Eni announces the launch of its second floating liquefied natural gas (FLNG) facility offshore the Republic of Congo by the end of 2025.
The announcement follows a meeting between CEO Claudio Descalzi and President Denis Sassou Nguesso on July 20. Eni’s first FLNG facility, Tango, begins exports in February 2023 with an annual capacity of one billion cubic meters (Bcm).
The project aims to transform the country into a natural gas exporter.
The new facility will increase Congo’s total export capacity to 4.5 Bcm per year, consolidating the country’s position among the world’s LNG exporters.
Strategic investments in global energy
Descalzi briefs the President on the progress of the Congo LNG project, which begins exports in February, twelve months after its approval.
The project contributes to the global energy market and strengthens Congo’s position as an LNG exporter.
The second phase of the project, scheduled to start at the end of 2025, will increase gas exports to 4.5 Bcm per year.
All LNG production, based on reserves from the Marine XII block, will be marketed by Eni.

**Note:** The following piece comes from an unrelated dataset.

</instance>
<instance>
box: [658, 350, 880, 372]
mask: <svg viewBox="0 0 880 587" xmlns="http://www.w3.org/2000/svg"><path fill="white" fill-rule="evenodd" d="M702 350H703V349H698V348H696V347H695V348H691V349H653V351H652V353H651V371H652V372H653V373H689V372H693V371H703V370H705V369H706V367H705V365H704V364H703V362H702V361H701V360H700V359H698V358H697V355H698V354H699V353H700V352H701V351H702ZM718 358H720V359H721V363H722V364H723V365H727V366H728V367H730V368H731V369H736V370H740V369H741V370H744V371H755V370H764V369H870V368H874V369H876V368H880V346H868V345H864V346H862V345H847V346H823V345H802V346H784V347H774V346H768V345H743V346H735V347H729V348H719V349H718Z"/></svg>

A strategy focused on Europe
In April last year, Eni declared that the Congo LNG project would supply new gas volumes to international markets, focusing on Europe.
Descalzi emphasizes that the project will contribute to Italy’s and Europe’s energy security and industrial competitiveness.
Italy has historically depended on Russian gas imports, covering up to 40% of its needs.
However, these imports will fall in 2022 following Russia’s invasion of Ukraine.
Eni is stepping up the development of LNG exports from the Republic of Congo to find alternatives to Russian gas.
Promising prospects despite high prices
Spot prices for LNG delivered to Southern Europe remain high, above $10/MMBtu.
On July 19, Platts valued the DES LNG Mediterranean marker at $10.41/MMBtu.
Eni claims that LNG exports will monetize surplus gas production.
To date, three cargoes have been loaded at the Tango plant, destined for Italy and Spain.
Increasing Congo’s LNG export capacity is a strategic step for Eni.
It reinforces the diversification of energy sources for Europe, reducing dependence on Russian gas.
The outlook for high LNG prices points to sustained demand, making these investments essential for regional energy security.